Politique

Le polémiste Eric Zemmour a suscité une nouvelle controverse en réitérant, samedi devant le Bataclan, des propos sur François Hollande, qu'il accuse de "ne pas avoir protégé les Français" avant les attentats du 13-Novembre. Des propos, tenus en pleine commémoration, ayant suscité une réponse de l'ancien président de la République.

LCI.fr - le 14 novembre 2021 Par Vincent Michelon

Eric Zemmour à l'origine d'une nouvelle polémique, cette fois à propos des attentats du 13 novembre 2015. Alors que la France commémorait les six ans du drame, samedi, le polémiste s'est rendu en soirée devant la salle du Bataclan, où 90 personnes ont été tuées lors de ces attaques.

Sur place, il a réitéré des accusations tenues les jours précédents à l'encontre de l'ancien président François Hollande, qu'il accuse de "ne pas avoir protégé les Français" en laissant des réfugiés entrer sur le territoire dans les mois qui ont précédé les attentats.

Assurant se fonder sur le témoignage de François Hollande cette semaine au procès des attentats du 13-Novembre, Eric Zemmour a expliqué, samedi soir, que l'ancien chef de l'État "savait que des terroristes seraient infiltrés parmi les migrants" et qu'il "n’a pas arrêté le flot des migrants". "J'ai simplement dit ce qui est arrivé", a-t-il insisté. "Donc François Hollande ne l’ignorait pas, il n’a pas protégé les Français.
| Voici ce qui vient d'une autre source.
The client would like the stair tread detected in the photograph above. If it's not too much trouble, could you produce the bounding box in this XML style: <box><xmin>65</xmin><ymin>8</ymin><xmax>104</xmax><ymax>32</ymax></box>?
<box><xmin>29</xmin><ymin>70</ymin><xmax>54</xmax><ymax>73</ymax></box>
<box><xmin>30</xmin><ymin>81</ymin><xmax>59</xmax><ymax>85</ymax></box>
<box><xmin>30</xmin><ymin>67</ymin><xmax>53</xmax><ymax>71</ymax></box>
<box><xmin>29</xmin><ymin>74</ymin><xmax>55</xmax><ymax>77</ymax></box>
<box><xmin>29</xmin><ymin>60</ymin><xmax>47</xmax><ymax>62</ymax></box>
Il a pris une décision absolument criminelle de laisser les frontières ouvertes", a ajouté le polémiste, évoquant une "guerre de civilisation" sur le sol français.

Dimanche matin, sur Europe 1, Marion Maréchal a dit "ne pas croire qu'il y ait eu de l'intentionnalité de François Hollande", tout en estimant, à l'instar du polémiste, que "son irresponsabilité à l'époque a été criminelle".

Des propos "infondés" et "indignes", selon Hollande

"Les propos des extrêmes droites, et notamment les déclarations d'Eric Zemmour, sont à la fois infondées, indécentes et indignes", a répondu François Hollande dimanche matin sur Radio J. "Tous ceux qui sont dans le dévoiement, la dérive, l'hystérisation, la manipulation [...] doivent être mis de côté dans le pacte républicain."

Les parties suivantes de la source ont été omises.